American bicycle company

Rivendell Bicycle Works is a producer of lugged steel bicycle frames, located in Walnut Creek, California, United States. Rivendell frames, both custom and stock bicycles, are designed in the U.S. by Grant Petersen. Bicycles are manufactured in the United States, Japan, and Taiwan. Custom frames are made in the U.S.

Grant Petersen, who, while in charge of American marketing and bicycle design at Bridgestone, developed the XO-series, founded Rivendell in 1994.

== Background ==
Rivendell Bicycle Works was founded by Grant Petersen in 1994 in Walnut Creek California.

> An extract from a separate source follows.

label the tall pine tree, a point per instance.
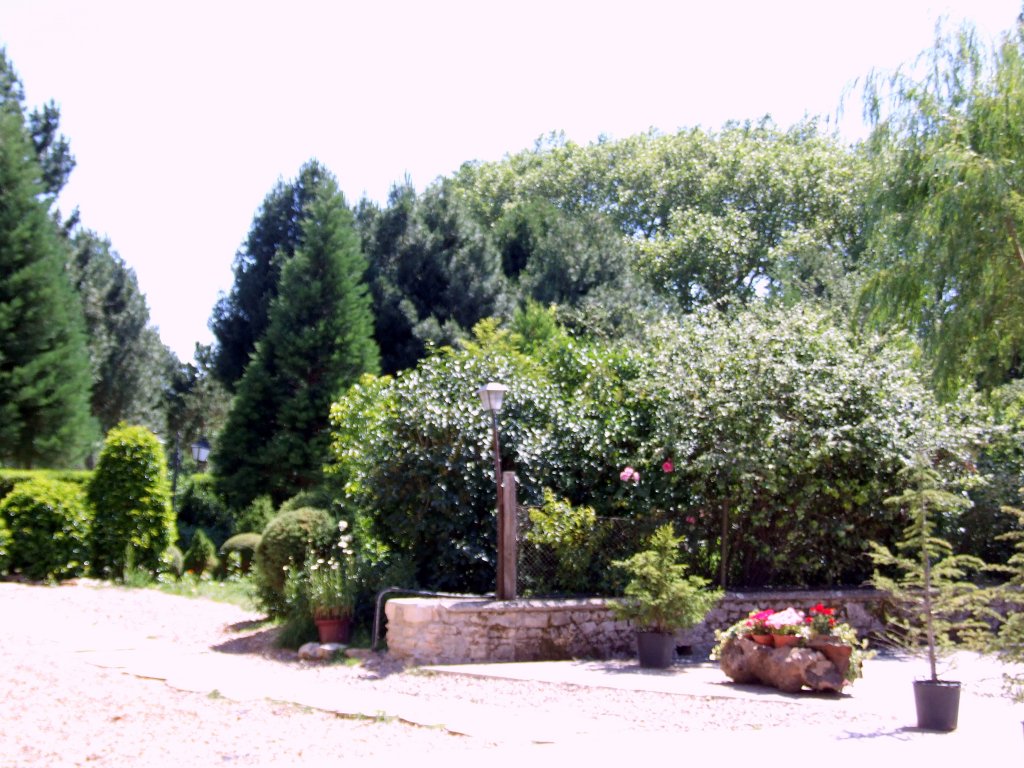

Rivendell operated out of his garage for the first two years. Rivendell Bicycle Works now operates out of a 6000 sqft office/warehouse in the same town: 2040 North Main Street #19, Walnut Creek, California 94596. They offer lugged steel bicycle frames and complete bicycles, as well as bicycle parts (some of their own design) and MUSA (Made in America) clothing.

Petersen worked from 1984 to 1994 as Marketing Director for the U.S. division of Bridgestone Cycle, Japan's largest bicycle maker. Bridgestone closed the U.S. office after ten years when the dollar-to-yen exchange rate fell.
The name came from the innovative mountaineering equipment company, Rivendell Mountain Works (RMW), best remembered for the frameless Jenson pack. The name is from the fictional refuge in The Lord of the Rings.